The Nigerian Upstream Petroleum Regulatory Commission (NUPRC) has set its sights on positioning Nigeria to attract at least 40% of all oil and gas investment inflows into Africa, citing the country’s vast hydrocarbon resources, recent regulatory reforms, and ongoing efforts to improve the investment climate.
Speaking at an industry stakeholders’ forum in Lagos, the Commission’s Chief Executive, Gbenga Komolafe, said the goal aligns with Nigeria’s ambition to reclaim its status as the continent’s foremost oil and gas destination. He noted that the implementation of the Petroleum Industry Act (PIA) has provided a more transparent and predictable framework for investors, but stressed that Nigeria must continue to address issues that have previously hindered investment inflows.

According to Komolafe, Africa currently attracts billions of dollars annually in upstream oil and gas investments, with countries like Angola, Namibia, and Mozambique making significant strides in new discoveries and project execution. “Nigeria, with its abundant reserves and strategic location, should naturally command a substantial share of this capital flow,” he said.
He explained that the Commission is working to fast-track licensing rounds, encourage deepwater exploration, and promote frontier basin development, with special focus on underexplored regions such as the Chad Basin, Benue Trough, and Anambra Basin. These efforts, he said, are designed to expand Nigeria’s reserves base and boost production capacity.
Security in oil-producing areas remains a key concern for investors, and Komolafe acknowledged that crude oil theft, pipeline vandalism, and unrest in host communities have negatively impacted production and investment confidence. He stated that the NUPRC is collaborating with security agencies, community leaders, and operators to implement more effective surveillance and protection measures for critical infrastructure.

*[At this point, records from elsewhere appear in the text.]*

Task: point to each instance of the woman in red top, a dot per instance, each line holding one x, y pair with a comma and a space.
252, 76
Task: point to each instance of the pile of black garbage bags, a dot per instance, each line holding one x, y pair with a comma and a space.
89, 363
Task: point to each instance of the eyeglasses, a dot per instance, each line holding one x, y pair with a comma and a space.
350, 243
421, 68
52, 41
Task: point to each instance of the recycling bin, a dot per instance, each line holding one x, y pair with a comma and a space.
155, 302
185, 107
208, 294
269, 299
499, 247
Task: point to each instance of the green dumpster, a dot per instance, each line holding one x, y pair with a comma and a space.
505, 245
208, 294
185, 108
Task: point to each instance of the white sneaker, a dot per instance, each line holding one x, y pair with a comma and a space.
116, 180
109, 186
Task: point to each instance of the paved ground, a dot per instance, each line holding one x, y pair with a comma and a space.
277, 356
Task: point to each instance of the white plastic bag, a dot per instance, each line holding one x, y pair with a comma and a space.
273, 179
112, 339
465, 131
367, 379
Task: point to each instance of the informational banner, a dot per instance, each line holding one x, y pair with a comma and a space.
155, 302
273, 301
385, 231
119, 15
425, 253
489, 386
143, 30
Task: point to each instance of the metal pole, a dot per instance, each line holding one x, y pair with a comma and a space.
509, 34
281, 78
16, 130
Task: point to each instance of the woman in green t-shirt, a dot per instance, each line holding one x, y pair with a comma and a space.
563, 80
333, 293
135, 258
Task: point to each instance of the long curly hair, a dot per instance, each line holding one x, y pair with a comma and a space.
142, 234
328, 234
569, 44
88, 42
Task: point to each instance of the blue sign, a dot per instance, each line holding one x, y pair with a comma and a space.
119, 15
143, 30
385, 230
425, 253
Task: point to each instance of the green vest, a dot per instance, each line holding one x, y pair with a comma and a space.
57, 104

The Commission is also advocating for the adoption of advanced exploration and production technologies to improve efficiency and reduce costs. “The future of oil and gas investment will favour jurisdictions that can deliver competitive unit costs, guarantee production uptime, and demonstrate fiscal stability,” Komolafe added.
On fiscal competitiveness, the NUPRC chief noted that Nigeria has adjusted its royalty and tax regimes under the PIA to make the sector more attractive. He said this would provide better returns for investors while ensuring the country receives fair value for its resources.
Komolafe further stressed the importance of gas development as part of the investment drive. He described Nigeria’s over 200 trillion cubic feet of proven gas reserves as a key asset in the global transition to cleaner energy, noting that gas projects would play a central role in attracting both domestic and foreign capital.
Industry analysts at the forum supported the Commission’s ambition but emphasised that achieving a 40% continental share will require sustained reforms, improved governance, and consistent policy implementation. They cautioned that competing African producers are offering increasingly competitive terms, meaning Nigeria must actively differentiate itself as an investment destination.
The NUPRC chief assured stakeholders that the Commission is committed to reducing bureaucratic bottlenecks, expediting approvals, and fostering stronger investor relationships. He also revealed plans for targeted international roadshows to market Nigeria’s oil and gas opportunities to global investors.
Komolafe concluded by stating that Nigeria’s vast resource base, combined with regulatory stability and improved security, could make the 40% target achievable within the next few years if all stakeholders remain committed. He called for close collaboration between the government, private sector, and host communities to ensure the country reclaims its leading role in Africa’s oil and gas investment landscape.
If Nigeria successfully captures 40% of Africa’s oil and gas investment flows, experts believe it could significantly boost foreign exchange earnings, create thousands of jobs, and accelerate infrastructure development across the country. Such gains, they note, would also strengthen fiscal stability and enhance the government’s capacity to fund critical social and economic projects.
However, industry observers warn that the target will remain aspirational unless Nigeria addresses lingering operational, fiscal, and governance challenges. They stress that achieving the goal will require a sustained commitment to reforms, a stable policy environment, and effective coordination among all stakeholders to ensure the oil and gas sector remains globally competitive.